The acts of evilness
During his first year in the underworld, Satan established the Acts of Evilness. These acts were meant to prevent un-evil beings (in other words, good beings) from entering the underworld. These acts also involve the killing of innocent Ewoks, viewing Yoda's penis and eating Alaskan Burritos. Many evil fools have died during these tests of badness.
Darth Secret will never die. Anyone who says he does is welcome to have a boot shoved up their ass so far, they'll need surgery to remove it from their skull.

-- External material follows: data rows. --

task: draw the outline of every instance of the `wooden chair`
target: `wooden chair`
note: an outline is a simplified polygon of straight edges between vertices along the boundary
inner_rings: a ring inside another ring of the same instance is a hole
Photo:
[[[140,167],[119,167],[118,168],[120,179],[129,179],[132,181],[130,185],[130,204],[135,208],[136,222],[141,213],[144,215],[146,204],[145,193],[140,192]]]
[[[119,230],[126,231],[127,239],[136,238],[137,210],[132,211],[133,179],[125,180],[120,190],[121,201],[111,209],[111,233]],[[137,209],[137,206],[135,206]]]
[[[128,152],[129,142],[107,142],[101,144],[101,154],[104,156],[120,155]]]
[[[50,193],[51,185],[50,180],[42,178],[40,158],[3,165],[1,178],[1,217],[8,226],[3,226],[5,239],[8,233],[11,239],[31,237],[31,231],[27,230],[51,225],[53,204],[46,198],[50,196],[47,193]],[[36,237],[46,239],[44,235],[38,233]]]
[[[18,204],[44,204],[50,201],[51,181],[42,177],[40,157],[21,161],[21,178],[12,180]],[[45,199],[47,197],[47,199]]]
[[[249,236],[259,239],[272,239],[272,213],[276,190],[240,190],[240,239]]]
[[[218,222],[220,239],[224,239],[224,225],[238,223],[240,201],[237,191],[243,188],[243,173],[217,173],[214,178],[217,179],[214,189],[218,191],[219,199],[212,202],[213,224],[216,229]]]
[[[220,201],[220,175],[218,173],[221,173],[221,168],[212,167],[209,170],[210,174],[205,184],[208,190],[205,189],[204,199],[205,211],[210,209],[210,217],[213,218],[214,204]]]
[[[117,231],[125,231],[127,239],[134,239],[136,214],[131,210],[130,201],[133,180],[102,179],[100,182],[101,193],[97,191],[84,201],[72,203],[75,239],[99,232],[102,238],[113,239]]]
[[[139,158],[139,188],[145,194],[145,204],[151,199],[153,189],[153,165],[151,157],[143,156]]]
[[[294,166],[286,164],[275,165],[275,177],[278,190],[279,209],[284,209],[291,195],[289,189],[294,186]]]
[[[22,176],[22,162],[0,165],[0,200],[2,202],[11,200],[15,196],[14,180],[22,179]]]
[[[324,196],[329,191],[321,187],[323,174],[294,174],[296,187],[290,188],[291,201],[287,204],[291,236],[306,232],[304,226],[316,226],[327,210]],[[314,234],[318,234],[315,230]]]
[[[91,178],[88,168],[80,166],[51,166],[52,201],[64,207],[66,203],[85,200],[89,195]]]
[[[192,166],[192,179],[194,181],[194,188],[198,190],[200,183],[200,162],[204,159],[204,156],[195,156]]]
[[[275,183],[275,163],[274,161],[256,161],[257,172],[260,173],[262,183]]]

Secret had several assassination attempts on his life. He was quite likely, maybe, sort-of one of the only people to escape assassination from HK-47. Once when he was a little boy on Tatooine, Satan was visited by the Energizer Bunny. The bunny said that he would soon die. This made sure that Darth Secret would fear Bunnies for the rest of his life. Five days after the Bunny incident, Combo-Patty-Machine (an evil assassin who ground his victims into burgers) came to kill Darth Secret. Darth Secret said no, whiningly, and was able to escape.
Behind the scenes
Darth Secret was portrayed by Charles Manson.
Oh yeah, Darth Secret went on that game and pwned everyone who got in his way. All the girls wanted to do him so bad that the thought of him caused them to finger themselves, take that Bieber! Too bad his light saber was on energy-saver because noone lost an arm, or a leg, or a (ahem) vital reproductive organ,
Darth Secret was actually a scrawny punk kid, though don't tell him I said that. He might scowl moodily at me.